Respecto a esto, es menester mencionar que, si bien ello no es un principio inherente al capitalismo y, por tanto, sobre este no cae la responsabilidad total, quienes se han visto interesados por “elastizar” la democracia liberal, han sabido hacerse paso, mediante el sistema, hacia estas prácticas. Esta “innovación excesiva”, en últimas, hace parte de una demanda de los consumidores que, atravesados por la ideología del progreso, tan presente en la intelectualidad hegemónica, se ha ido usufructuando por medio de todo el espectro de bienes y servicios. Así, un producto, por el simple hecho de ser nuevo, será mejor: un servicio, por recién estar siendo ofrecido por primera vez, será un servicio más apetecible.
Sin embargo, no solo es lo anteriormente mencionado; es también, la injerencia que ha tenido la ideología del progreso en la transformación del mercado de bienes y servicios en un mercado que puso a la venta los principios, las ideas y los conceptos. ¿A qué me refiero? A la mercantilización de discursos, ideales o virtudes que han dejado de ser parte de lo etéreo, para ser incrustados en servicios o productos que, casi, terminan por ser sinónimos de la idea bajo la cual son vendidos. Me refiero, por ejemplo, a las pautas de la moda que te venden empoderamiento en prácticas como el aborto y que te venden liberación en las identidades de género (que tienen un amplio abanico de opciones dispuesto para que escojas, y consecuentemente, te vendan los vestidos, los accesorios y los artilugios que definen dicha identidad).

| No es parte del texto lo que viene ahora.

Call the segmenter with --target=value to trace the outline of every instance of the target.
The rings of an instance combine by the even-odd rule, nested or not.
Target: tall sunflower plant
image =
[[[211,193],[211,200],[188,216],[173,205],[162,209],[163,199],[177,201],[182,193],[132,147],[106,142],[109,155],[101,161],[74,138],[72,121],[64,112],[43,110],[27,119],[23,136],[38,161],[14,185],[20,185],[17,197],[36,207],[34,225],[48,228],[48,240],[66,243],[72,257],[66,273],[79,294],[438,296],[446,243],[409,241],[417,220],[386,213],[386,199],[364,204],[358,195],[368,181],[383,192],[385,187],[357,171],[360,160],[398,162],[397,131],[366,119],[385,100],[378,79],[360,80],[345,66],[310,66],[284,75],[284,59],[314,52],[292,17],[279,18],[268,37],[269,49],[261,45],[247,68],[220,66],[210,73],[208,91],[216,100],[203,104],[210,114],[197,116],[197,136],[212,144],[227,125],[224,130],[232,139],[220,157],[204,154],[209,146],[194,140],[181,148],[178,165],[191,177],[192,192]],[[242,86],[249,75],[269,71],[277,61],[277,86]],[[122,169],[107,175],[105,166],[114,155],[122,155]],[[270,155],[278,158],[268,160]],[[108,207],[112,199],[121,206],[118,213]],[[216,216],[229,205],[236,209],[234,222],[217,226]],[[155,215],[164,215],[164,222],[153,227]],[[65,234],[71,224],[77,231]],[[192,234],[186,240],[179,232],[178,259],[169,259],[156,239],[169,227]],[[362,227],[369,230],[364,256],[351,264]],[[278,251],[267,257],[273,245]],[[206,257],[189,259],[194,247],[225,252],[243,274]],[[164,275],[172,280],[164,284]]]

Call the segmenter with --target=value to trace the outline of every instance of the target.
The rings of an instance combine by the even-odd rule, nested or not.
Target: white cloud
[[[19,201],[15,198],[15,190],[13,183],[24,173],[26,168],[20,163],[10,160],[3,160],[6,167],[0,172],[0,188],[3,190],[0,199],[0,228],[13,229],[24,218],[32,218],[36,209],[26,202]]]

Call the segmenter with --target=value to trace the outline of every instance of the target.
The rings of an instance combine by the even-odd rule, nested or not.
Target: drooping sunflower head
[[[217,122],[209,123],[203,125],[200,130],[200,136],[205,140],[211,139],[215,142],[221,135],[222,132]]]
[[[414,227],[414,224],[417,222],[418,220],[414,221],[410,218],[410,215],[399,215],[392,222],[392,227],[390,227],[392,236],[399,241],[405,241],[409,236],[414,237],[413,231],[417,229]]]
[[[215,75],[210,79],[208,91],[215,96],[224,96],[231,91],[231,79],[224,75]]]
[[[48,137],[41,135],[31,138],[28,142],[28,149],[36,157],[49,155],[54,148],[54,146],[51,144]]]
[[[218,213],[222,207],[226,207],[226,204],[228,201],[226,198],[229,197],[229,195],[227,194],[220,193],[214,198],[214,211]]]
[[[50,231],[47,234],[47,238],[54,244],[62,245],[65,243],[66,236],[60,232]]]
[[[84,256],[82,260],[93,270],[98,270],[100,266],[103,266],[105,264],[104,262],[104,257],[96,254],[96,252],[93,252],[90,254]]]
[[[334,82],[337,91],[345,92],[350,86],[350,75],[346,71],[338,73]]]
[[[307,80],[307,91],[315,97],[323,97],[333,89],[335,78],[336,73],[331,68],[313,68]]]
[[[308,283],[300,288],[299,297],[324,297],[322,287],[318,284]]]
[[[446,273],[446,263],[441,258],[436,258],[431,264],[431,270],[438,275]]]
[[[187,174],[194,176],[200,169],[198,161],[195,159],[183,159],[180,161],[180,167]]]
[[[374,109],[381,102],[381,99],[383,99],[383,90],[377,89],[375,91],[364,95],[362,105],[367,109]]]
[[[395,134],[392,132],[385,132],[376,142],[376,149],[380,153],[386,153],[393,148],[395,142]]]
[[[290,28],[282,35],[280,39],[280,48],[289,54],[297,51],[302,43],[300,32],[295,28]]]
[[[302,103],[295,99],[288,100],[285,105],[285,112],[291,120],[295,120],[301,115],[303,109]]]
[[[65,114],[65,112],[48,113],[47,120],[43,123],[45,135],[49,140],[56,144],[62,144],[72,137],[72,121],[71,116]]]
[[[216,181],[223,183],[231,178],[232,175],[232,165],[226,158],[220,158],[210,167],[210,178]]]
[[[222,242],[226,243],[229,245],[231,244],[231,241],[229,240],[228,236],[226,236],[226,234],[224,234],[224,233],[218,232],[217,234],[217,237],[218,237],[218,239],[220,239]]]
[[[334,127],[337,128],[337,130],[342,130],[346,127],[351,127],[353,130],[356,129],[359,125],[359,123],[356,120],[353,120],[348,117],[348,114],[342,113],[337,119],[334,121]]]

Es, según lo desarrollan Chantal Mouffe y Ernesto Laclau, la elastización del concepto de liberalismo, cuyo contenido ha tendido a expandirse tanto que, bajo las rúbricas de la libertad, se han abierto las puertas al liberticismo. En otras palabras, y según los mismos autores, ha sido la estrategia perfecta para “quebrar el liberalismo desde adentro” haciéndolo difuminar en la vastedad de sus propios límites.
En un sistema en donde los agentes privados han incentivado y solucionado tantas dificultades que, naturalmente nos presentaba el mundo, hay poco hacia donde extenderse. Es decir, poco que seguir ofreciendo y de dónde generar riquezas mayormente diversificadas. Por esta razón, a contramarcha de un liberalismo clásico, el sistema ha violentado el derecho capital: el derecho –mal llamado– a la vida; más bien, el derecho ha de ser a seguir viviendo, pues ningún derecho se puede defender, a priori, sin una vida latente.
Con el derecho a la vida violentado e introduciendo al Estado en la protección de este genocidio, el aborto se ha vuelto, primero, negocio perfecto con el cual las transnacionales del feticidio han lucrado, y segundo, asunto de fomentación estatal, en una amalgama entre los Gobiernos y estas transnacionales. Respecto a lo último, bastante conocidos son los vínculos de las asociaciones mundiales y sus conferencias por la despenalización del asesinato contra los seres humanos más pequeños, como también bastante conocidos son los financiamientos de algunos magnates a estas causas.
Este es un asunto que Benegas Lynch (h) toma como relevante en esa guerra emprendida de los Estados Unidos contra sí mismo, cuyo efecto ha sido que las columnas sobre las que se erigió una de las naciones más prosperas en la historia del ser humano, hayan empezado a verse perturbadas por la intromisión de mandatos internacionales en cuanto a la financiación de esta causa, cuyos dineros son sacados, directamente, de los impuestos de los contribuyentes.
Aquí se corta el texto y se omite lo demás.